Between October 2019 and January 2020, 30-year-old Robert DuBois Miller III of Bowie allegedly mailed packages of methamphetamine from post offices in Los Angeles to addresses in Bowie and Lanham that were on the route of mail carrier Walter Ellis Minor III, 30, of Lanham, according to the indictment.

Miller allegedly told Minor how many packages were sent and what the tracking numbers so Minor could deliver those packages to Miller or another conspirator, according to the U.S. Attorney’s Office. If Minor couldn’t get a package, Miller would send someone to the mailing address to steal the package, according to the indictment.

Isaiah David Hamilton and Raynard Jordan Johnson, both 24 and from Upper Marlboro, also were charged in the indictment.
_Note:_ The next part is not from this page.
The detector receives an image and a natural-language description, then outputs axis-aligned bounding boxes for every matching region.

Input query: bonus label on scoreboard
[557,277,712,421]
Miller, Hamilton and Johnson face mandatory minimum sentences of 10 years in federal prison and maximum sentences of life in prison for the alleged conspiracy to distribute and possess with the intent to distribute 500 grams or more of methamphetamine. Miller and Minor face maximum sentences of 20 years in prison for conspiracy to commit mail fraud. Miller also faces a maximum of 15 years for each of three counts charging him with bribing a public official. Minor faces a maximum of 15 years for each of three counts of accepting bribes.